La commission pluridisciplinaire, qui se réunit de manière hebdomadaire, constitue le cadre d'un échange continuel et d'un travail d'équipe.

Elle permet une mutualisation des informations. Sur la base de cette expérience, la maison d'arrêt a obtenu le label concernant la conformité des conditions d'accueil au sein du quartier arrivant aux règles pénitentiaires européennes.

Par ailleurs, l'établissement comporte un étage pour des détenus considérés comme vulnérables, en particulier les délinquants sexuels.
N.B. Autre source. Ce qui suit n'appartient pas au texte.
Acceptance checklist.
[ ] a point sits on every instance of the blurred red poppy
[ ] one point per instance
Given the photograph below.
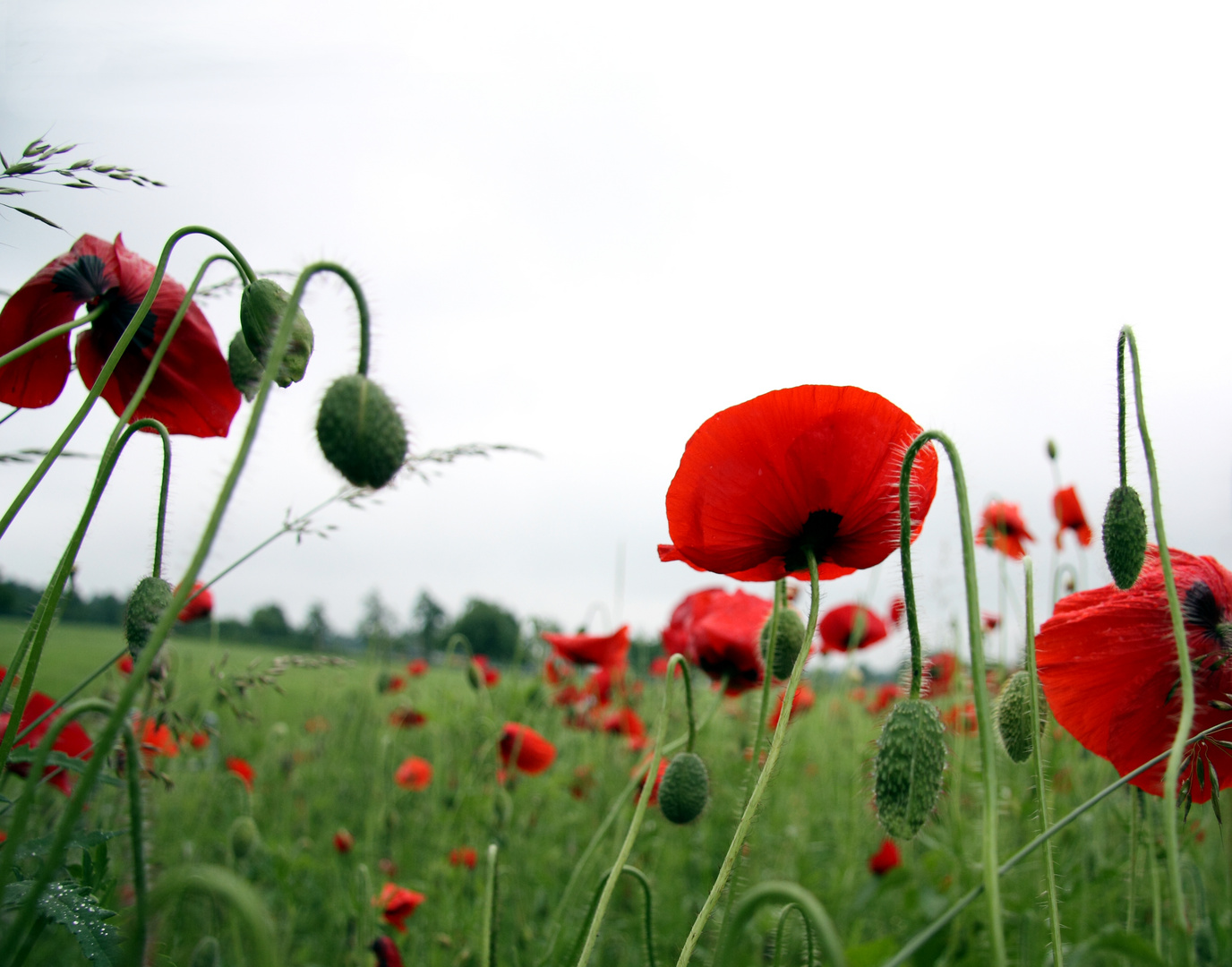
(812, 466)
(848, 627)
(528, 750)
(191, 392)
(1108, 664)
(1070, 517)
(415, 774)
(1002, 527)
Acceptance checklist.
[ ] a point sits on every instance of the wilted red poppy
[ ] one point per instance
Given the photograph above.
(885, 859)
(848, 627)
(191, 392)
(241, 767)
(1108, 664)
(397, 903)
(201, 605)
(533, 751)
(1070, 517)
(1002, 527)
(813, 466)
(415, 774)
(73, 740)
(592, 649)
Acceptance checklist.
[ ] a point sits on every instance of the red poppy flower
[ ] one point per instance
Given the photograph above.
(1108, 664)
(1002, 527)
(592, 649)
(201, 605)
(238, 766)
(73, 740)
(885, 859)
(191, 392)
(813, 466)
(415, 774)
(397, 903)
(849, 627)
(1068, 510)
(534, 753)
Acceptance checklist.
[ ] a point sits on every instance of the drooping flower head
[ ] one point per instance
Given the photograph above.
(1108, 664)
(191, 392)
(1003, 528)
(1070, 517)
(813, 466)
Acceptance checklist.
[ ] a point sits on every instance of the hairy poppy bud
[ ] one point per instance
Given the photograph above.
(1013, 717)
(789, 641)
(261, 312)
(146, 606)
(361, 432)
(911, 759)
(684, 789)
(1125, 536)
(244, 836)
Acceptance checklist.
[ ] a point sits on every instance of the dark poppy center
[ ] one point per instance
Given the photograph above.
(817, 535)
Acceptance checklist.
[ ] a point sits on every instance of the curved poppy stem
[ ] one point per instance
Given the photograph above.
(1172, 773)
(1038, 761)
(979, 685)
(652, 775)
(750, 809)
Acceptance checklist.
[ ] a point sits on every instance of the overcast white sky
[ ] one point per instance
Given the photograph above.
(586, 229)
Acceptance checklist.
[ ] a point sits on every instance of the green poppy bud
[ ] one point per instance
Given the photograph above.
(1013, 717)
(261, 312)
(790, 641)
(146, 606)
(911, 761)
(684, 789)
(1125, 536)
(360, 432)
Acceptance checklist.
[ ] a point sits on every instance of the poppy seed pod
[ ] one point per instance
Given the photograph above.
(789, 641)
(146, 606)
(1125, 536)
(911, 760)
(684, 789)
(360, 432)
(1013, 717)
(261, 312)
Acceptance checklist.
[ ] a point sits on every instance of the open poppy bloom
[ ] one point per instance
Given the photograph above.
(848, 627)
(73, 740)
(592, 649)
(191, 392)
(1070, 517)
(415, 774)
(811, 467)
(1003, 528)
(528, 750)
(397, 903)
(1108, 664)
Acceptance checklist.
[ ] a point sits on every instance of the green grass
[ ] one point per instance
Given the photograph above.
(817, 826)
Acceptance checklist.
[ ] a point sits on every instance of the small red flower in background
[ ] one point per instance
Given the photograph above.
(885, 859)
(809, 466)
(1108, 664)
(415, 774)
(1070, 517)
(397, 903)
(191, 392)
(528, 750)
(1002, 527)
(238, 766)
(848, 627)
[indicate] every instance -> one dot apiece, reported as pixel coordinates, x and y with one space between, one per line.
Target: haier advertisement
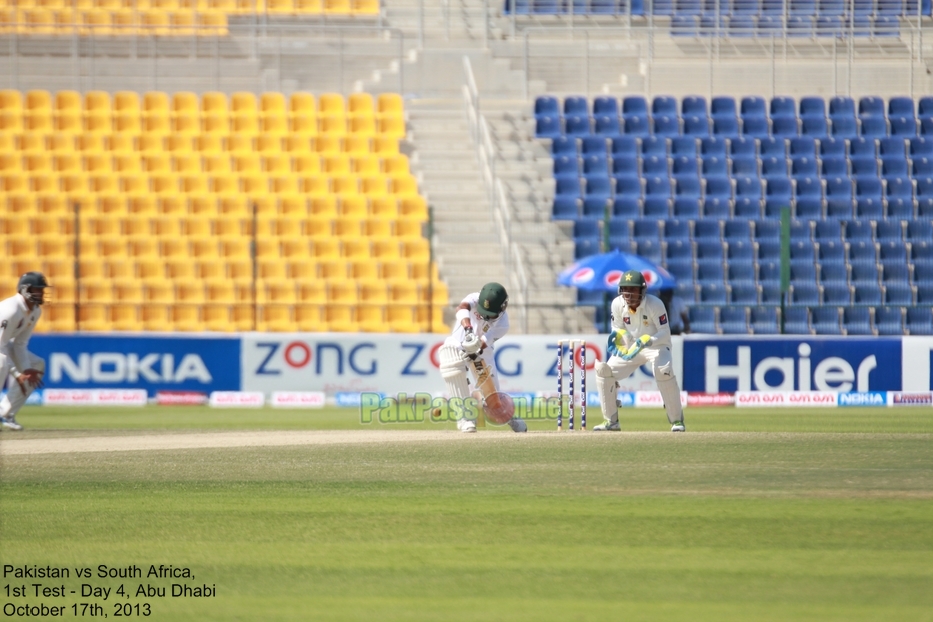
153 362
793 364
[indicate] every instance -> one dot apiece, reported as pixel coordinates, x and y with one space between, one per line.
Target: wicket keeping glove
640 343
616 342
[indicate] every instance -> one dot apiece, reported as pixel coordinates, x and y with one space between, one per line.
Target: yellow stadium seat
36 21
336 7
201 205
302 269
20 206
154 317
215 163
212 23
323 205
93 318
367 164
189 292
332 126
306 164
385 145
95 23
414 207
216 318
361 126
154 23
364 7
303 126
392 127
186 318
328 144
125 21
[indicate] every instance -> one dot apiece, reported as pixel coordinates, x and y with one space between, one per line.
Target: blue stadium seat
684 146
825 320
832 147
548 127
858 230
920 146
804 294
566 208
764 320
889 320
608 106
834 166
547 106
623 147
577 126
625 208
898 294
836 293
733 320
715 146
703 320
636 126
593 145
714 166
686 207
886 230
605 125
827 231
857 321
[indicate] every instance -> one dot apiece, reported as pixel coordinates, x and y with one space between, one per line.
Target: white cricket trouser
607 374
453 367
15 397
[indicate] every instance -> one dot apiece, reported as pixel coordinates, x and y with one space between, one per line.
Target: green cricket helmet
493 299
632 288
32 286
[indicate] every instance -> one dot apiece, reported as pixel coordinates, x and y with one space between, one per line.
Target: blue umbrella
601 273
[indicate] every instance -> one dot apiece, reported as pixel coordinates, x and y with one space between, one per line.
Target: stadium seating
746 18
160 17
158 195
707 207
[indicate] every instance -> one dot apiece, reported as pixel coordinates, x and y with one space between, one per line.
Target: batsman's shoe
518 425
10 422
608 427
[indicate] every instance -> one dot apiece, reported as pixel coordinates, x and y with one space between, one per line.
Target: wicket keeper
641 333
19 315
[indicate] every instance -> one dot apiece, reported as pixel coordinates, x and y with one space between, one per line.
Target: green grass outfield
751 515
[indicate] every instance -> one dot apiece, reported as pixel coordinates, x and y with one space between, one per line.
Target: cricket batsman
641 333
481 321
19 315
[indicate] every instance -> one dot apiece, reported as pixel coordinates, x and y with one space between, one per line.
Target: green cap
493 299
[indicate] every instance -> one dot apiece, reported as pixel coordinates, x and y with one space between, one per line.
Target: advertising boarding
153 362
337 363
782 364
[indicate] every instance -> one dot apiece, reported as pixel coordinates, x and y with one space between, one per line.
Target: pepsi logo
583 275
613 277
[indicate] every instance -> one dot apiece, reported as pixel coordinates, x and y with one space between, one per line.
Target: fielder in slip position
481 320
19 315
641 333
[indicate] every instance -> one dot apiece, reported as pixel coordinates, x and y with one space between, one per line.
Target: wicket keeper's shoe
10 422
609 426
518 425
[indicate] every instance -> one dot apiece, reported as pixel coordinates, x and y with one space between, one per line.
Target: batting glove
616 342
636 347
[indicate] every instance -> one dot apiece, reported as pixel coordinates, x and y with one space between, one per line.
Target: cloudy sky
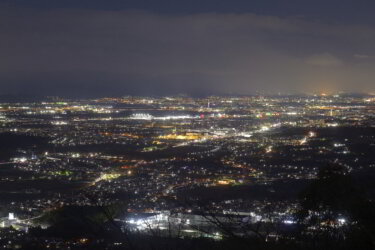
114 48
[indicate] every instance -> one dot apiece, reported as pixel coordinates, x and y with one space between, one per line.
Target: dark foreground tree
335 213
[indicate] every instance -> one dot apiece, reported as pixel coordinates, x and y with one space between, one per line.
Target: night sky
113 48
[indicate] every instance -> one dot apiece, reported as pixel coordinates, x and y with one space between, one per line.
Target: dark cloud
96 52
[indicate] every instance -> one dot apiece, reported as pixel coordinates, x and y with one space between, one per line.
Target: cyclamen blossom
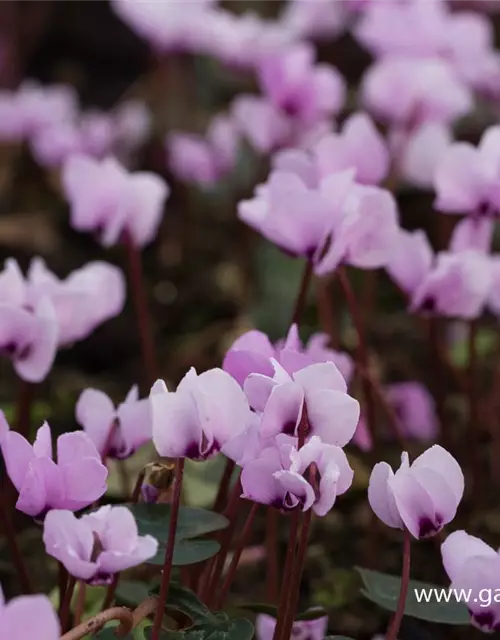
200 417
85 299
32 107
474 566
28 617
28 335
96 546
331 413
467 180
108 200
204 159
408 92
278 476
299 87
423 29
167 25
116 433
301 630
415 408
76 480
252 353
451 284
423 497
359 146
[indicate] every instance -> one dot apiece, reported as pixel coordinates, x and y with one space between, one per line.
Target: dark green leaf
384 590
218 627
187 602
188 552
270 610
131 592
154 519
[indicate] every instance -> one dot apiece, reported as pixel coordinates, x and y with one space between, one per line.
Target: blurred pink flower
204 159
96 546
107 199
28 617
474 566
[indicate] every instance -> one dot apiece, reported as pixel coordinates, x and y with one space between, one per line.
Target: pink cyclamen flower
77 479
32 107
88 297
301 630
167 25
332 414
467 180
474 566
279 476
365 234
419 153
450 284
359 146
415 408
96 546
200 417
116 432
204 159
252 353
408 92
423 497
241 41
106 199
314 20
28 617
299 87
29 334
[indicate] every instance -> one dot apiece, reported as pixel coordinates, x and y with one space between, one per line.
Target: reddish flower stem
362 351
224 485
302 295
66 603
240 545
216 567
80 602
296 577
474 413
272 556
136 277
287 574
393 630
17 556
25 396
169 552
327 318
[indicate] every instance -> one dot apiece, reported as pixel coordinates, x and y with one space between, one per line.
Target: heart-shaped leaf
384 590
217 627
154 519
270 610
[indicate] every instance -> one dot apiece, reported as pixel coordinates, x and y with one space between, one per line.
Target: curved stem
97 623
169 551
362 350
141 309
241 544
393 631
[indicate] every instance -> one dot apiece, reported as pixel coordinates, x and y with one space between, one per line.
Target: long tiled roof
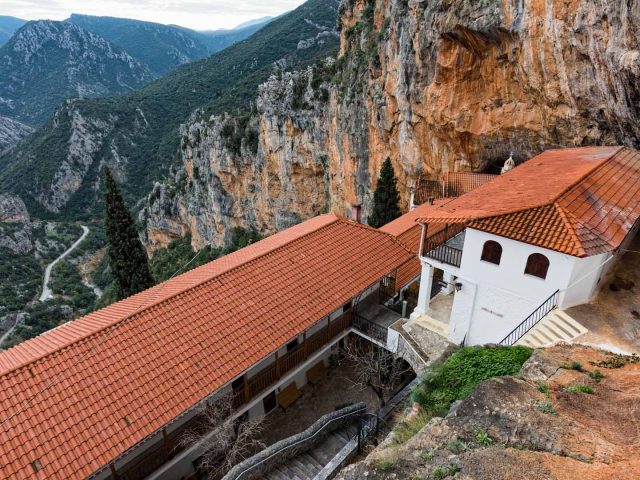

En outre, la maison d'arrêt a structuré l'organisation des bâtiments en fonction des régimes différenciés. Dans le régime de détention le plus favorable, les détenus bénéficient d'un régime de portes ouvertes et d'espaces communs dans lesquels ils peuvent partager certaines activités.

L'établissement a également innové en mettant en place dans certains espaces de la détention, des bornes permettant d'assurer l'enregistrement des requêtes des détenus. Ce système permet d'assurer un suivi de la demande par l'administration pénitentiaire et garantit en principe une réponse dans des délais satisfaisants. Il devrait progressivement être étendu aux autres établissements pénitentiaires.

Un effort particulier est également fait pour favoriser l'activité des détenus. Votre rapporteur a notamment noté le fait que certaines formations, comme par exemple l'apprentissage d'un instrument de musique, étaient assurées par les détenus eux-mêmes selon leurs compétences.

Au cours de la table ronde organisée à l'occasion de la visite de l'établissement, les responsables de l'éducation nationale ont indiqué que les demandes ne pouvaient pas être toutes satisfaites mais qu'un doublement de l'espace consacré aux activités scolaires permettrait de répondre aux besoins. Ils ont souligné que le taux de présence en classe de l'ordre de 95 % était particulièrement satisfaisant. Ils ont observé également que la perspective de réductions de peine supplémentaires souvent utilisée pour inciter les détenus à suivre une activité scolaire ne pouvait suffire car cette seule motivation ne permettait pas de garantir la continuité de la présence en classe.

Le nombre de procédures disciplinaires est passé entre 2006 et 2008 de 570 à 320. La sanction maximale (45 jours de quartier disciplinaire) n'a été prononcée en 2008 que dans deux cas.